Having key moments of one's life reenacted by familiar-looking strangers is not something very many of us are afforded, however we might wish it. As such, the closest approximation I can manage is happening upon your doppelgänger at a bank robbery; the mere realisation that you haven't, in fact, misplaced your sanity is a struggle not easily resolved, and the guilt, unjustified though it may be, never quite leaves. It's hard, too, to avoid lapsing into solipsism at the secular wonder of it all — I won't say it's not flattering.

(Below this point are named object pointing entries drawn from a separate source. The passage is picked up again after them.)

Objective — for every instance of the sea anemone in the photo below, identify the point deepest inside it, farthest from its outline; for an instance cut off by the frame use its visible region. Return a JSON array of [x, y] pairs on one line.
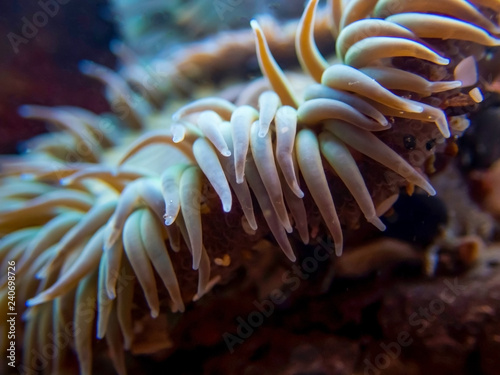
[[143, 197]]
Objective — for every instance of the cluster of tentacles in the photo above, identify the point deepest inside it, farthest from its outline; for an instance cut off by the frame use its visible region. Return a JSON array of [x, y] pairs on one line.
[[93, 209]]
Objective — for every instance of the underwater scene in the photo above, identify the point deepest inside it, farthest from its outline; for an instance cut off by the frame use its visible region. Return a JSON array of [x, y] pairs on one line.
[[301, 187]]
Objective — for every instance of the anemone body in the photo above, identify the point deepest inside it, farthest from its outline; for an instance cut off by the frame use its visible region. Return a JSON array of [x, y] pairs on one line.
[[138, 212]]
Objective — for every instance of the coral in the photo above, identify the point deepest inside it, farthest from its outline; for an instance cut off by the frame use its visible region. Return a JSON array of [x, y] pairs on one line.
[[101, 212]]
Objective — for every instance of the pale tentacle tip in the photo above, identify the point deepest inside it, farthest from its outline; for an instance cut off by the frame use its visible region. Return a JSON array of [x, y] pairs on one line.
[[169, 219], [226, 207], [36, 301], [262, 133], [225, 152], [111, 294], [27, 177]]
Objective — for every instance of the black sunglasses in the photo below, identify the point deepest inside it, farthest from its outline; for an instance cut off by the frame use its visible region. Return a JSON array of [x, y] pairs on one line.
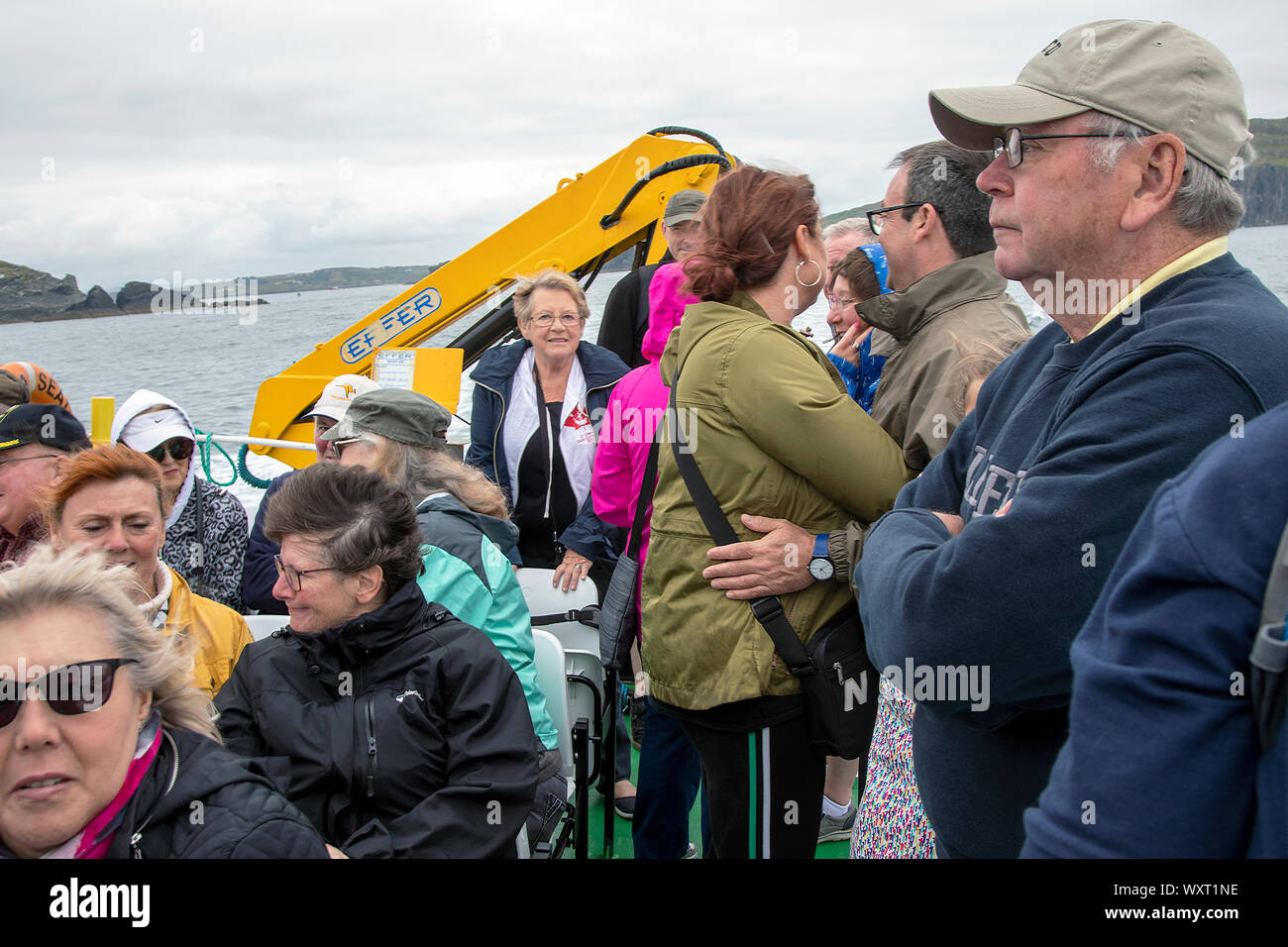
[[1012, 144], [294, 577], [69, 689], [178, 447]]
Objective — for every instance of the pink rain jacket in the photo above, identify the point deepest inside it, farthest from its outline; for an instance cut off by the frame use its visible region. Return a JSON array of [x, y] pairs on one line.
[[634, 410]]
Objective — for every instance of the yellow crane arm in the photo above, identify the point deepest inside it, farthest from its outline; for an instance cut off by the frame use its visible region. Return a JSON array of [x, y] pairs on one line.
[[588, 221]]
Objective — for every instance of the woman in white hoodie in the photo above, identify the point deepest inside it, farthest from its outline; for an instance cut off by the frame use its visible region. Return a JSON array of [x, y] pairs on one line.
[[206, 530]]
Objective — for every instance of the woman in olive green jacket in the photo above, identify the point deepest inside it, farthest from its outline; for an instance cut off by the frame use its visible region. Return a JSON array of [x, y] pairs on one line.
[[776, 434]]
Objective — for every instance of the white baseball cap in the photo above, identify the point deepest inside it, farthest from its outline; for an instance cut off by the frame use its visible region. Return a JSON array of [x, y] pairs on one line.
[[339, 392]]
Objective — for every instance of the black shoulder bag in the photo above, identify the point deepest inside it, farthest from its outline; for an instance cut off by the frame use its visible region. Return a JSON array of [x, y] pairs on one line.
[[833, 669], [1269, 655]]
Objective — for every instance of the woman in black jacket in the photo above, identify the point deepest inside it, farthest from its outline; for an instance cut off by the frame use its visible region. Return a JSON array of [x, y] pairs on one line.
[[404, 731], [106, 749]]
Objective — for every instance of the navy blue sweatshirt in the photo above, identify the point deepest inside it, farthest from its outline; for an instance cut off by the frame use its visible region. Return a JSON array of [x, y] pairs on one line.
[[1162, 735], [1077, 437]]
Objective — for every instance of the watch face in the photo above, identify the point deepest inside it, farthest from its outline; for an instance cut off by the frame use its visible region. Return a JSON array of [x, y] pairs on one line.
[[822, 570]]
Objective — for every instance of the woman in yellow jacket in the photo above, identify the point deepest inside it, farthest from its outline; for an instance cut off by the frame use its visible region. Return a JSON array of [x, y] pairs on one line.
[[111, 499]]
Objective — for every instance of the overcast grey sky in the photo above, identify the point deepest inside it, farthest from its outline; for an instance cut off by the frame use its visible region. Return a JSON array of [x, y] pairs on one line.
[[240, 138]]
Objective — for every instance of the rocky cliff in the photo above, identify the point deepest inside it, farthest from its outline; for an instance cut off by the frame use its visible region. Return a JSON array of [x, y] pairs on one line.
[[27, 292]]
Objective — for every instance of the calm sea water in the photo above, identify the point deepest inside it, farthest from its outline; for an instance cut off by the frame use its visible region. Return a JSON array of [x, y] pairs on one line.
[[213, 365]]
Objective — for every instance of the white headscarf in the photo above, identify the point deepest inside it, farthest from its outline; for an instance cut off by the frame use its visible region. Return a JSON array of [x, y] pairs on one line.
[[136, 436]]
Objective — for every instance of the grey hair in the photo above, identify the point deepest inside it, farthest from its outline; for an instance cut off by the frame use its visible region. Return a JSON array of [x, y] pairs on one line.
[[943, 175], [1206, 202], [548, 279], [855, 226], [80, 579], [423, 471]]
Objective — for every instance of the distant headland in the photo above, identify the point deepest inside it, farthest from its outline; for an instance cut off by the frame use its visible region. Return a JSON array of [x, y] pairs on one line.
[[31, 295]]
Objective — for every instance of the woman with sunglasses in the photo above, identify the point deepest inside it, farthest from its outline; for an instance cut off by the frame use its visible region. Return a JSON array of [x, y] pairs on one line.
[[112, 499], [106, 750], [532, 433], [404, 729], [206, 528], [467, 536]]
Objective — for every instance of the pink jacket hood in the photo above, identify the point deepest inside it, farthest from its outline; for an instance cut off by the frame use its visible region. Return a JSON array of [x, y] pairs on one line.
[[666, 304]]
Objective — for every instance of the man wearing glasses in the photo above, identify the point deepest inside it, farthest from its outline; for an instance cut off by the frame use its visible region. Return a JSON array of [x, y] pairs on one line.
[[35, 442], [1112, 201]]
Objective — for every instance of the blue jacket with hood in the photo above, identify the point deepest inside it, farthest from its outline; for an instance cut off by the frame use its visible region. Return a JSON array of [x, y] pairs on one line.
[[588, 535], [468, 571]]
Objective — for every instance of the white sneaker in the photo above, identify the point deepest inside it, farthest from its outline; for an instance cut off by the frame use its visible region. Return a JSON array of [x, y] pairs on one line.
[[832, 827]]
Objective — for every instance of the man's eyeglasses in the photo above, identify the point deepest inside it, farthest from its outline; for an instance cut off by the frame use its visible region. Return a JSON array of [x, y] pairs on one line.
[[294, 575], [1012, 144], [876, 218], [69, 689], [178, 447], [34, 457], [545, 320]]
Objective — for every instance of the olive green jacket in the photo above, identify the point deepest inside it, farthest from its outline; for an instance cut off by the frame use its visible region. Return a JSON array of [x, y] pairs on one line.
[[776, 434]]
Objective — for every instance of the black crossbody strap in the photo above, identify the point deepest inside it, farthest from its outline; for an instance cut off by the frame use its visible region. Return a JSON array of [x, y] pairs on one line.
[[768, 609], [632, 548]]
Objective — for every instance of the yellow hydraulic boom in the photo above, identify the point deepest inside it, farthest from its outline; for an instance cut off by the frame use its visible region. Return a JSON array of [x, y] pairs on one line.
[[587, 222]]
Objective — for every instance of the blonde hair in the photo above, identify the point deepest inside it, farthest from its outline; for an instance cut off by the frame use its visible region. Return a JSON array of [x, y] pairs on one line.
[[80, 579], [979, 359], [548, 279], [421, 471]]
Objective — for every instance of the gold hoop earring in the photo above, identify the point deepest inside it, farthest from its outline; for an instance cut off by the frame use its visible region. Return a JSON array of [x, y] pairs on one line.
[[816, 278]]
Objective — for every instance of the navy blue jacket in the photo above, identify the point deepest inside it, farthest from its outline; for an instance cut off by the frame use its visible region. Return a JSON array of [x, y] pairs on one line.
[[259, 571], [1077, 437], [492, 376], [1162, 736]]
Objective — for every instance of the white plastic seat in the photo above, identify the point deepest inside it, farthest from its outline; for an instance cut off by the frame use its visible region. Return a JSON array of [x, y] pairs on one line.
[[263, 625], [549, 659], [580, 642]]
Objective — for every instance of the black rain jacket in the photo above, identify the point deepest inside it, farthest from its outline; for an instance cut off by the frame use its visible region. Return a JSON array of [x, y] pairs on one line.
[[406, 732]]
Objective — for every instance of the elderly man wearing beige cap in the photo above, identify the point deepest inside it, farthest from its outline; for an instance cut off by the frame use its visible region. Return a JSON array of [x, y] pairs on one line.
[[1112, 202], [625, 321], [259, 571]]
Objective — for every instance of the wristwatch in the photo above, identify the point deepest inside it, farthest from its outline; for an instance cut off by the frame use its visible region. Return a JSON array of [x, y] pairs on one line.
[[820, 566]]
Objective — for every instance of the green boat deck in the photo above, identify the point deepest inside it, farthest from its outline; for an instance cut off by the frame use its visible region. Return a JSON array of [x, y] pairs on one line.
[[623, 848]]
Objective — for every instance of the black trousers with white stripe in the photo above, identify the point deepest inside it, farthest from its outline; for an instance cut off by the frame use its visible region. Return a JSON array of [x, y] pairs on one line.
[[764, 788]]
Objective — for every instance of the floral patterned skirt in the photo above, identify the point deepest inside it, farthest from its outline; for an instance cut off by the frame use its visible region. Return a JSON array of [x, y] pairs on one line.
[[892, 822]]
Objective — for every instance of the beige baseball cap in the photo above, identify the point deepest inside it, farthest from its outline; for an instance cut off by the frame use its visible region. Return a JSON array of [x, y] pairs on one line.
[[338, 393], [1159, 76]]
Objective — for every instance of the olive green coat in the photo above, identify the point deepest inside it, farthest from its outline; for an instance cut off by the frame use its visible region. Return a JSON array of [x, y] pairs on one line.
[[776, 434]]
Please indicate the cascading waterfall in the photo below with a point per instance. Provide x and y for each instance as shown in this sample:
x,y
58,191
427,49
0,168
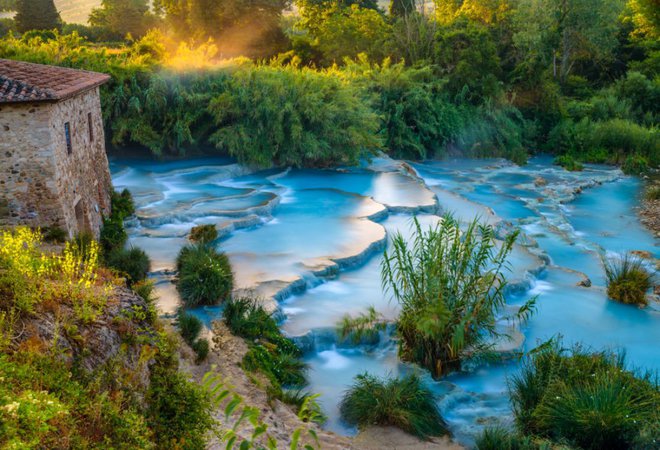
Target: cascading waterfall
x,y
309,243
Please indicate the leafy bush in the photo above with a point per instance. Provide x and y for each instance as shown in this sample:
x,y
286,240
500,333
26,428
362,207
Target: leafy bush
x,y
635,165
270,352
405,403
113,235
588,399
189,326
289,116
179,411
446,278
205,276
48,403
568,163
203,234
627,280
133,263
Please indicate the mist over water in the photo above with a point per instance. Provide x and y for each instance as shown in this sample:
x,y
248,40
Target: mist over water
x,y
310,243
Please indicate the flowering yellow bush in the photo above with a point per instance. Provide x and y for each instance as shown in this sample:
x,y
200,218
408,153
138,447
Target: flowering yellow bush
x,y
32,276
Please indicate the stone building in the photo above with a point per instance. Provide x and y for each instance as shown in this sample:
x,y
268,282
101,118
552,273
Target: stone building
x,y
53,166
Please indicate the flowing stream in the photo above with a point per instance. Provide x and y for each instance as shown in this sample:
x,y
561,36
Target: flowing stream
x,y
310,244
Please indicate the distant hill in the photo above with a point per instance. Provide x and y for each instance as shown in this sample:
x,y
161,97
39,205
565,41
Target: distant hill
x,y
76,11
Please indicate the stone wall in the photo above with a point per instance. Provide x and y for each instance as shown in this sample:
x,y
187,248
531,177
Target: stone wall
x,y
83,176
41,184
28,188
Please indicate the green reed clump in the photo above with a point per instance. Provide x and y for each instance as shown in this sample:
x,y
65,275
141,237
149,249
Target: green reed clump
x,y
365,327
203,234
132,263
404,403
627,280
587,399
450,284
205,276
498,438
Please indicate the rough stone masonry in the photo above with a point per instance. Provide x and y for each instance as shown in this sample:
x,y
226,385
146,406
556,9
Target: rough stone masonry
x,y
53,165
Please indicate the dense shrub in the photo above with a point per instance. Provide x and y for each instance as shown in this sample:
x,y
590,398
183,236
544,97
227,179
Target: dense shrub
x,y
568,163
205,276
123,205
179,411
269,351
203,234
627,280
189,326
113,235
292,116
444,278
588,399
49,403
132,263
405,403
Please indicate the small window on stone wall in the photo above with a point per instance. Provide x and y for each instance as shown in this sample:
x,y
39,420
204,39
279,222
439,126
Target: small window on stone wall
x,y
67,135
91,127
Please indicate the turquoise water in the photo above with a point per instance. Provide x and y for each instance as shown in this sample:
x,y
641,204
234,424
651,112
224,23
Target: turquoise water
x,y
309,243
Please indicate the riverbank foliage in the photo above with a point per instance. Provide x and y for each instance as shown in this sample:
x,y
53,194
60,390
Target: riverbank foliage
x,y
628,280
450,283
337,81
48,398
585,399
205,276
404,403
270,352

I admit I was a shade disappointed when I strolled through the facsimile. Everyone was either bored or on the verge of a migraine. An overweight man whom I supposed to be the director nodded faintly as I approached. No point easing into it.
"I object, foremost, to my being portrayed as infinitely more attractive than I ever was." He seemed only curious, so I continued. "At my peak I was an average mannequin with waste-bin hair, as similar to this magnetic fop as I was to a stretch of freeway. I can assure you I never turned a single head. But that crime I would be willing to overlook, if the opposite problem did not present itself with your heroine."
Perhaps it was unwise to engage him in earshot of all concerned, but it's hard to feel anything but indignant when you've been ejected by your own hack biographer. I should have noted immediately that a middle-aged man who thinks a baseball cap conceals baldness knows little about beauty, and not pressed the point.

And now I await the result. If bigger people exist, and they might well not, I'm sure they would be severely uninterested in the whole business (eschewing it in favour of, I don't know, being a c---), but — and I speak as something vaguely human — how could this not fascinate you? How could this horror not intrigue you?

Forgive my language, I was born into it.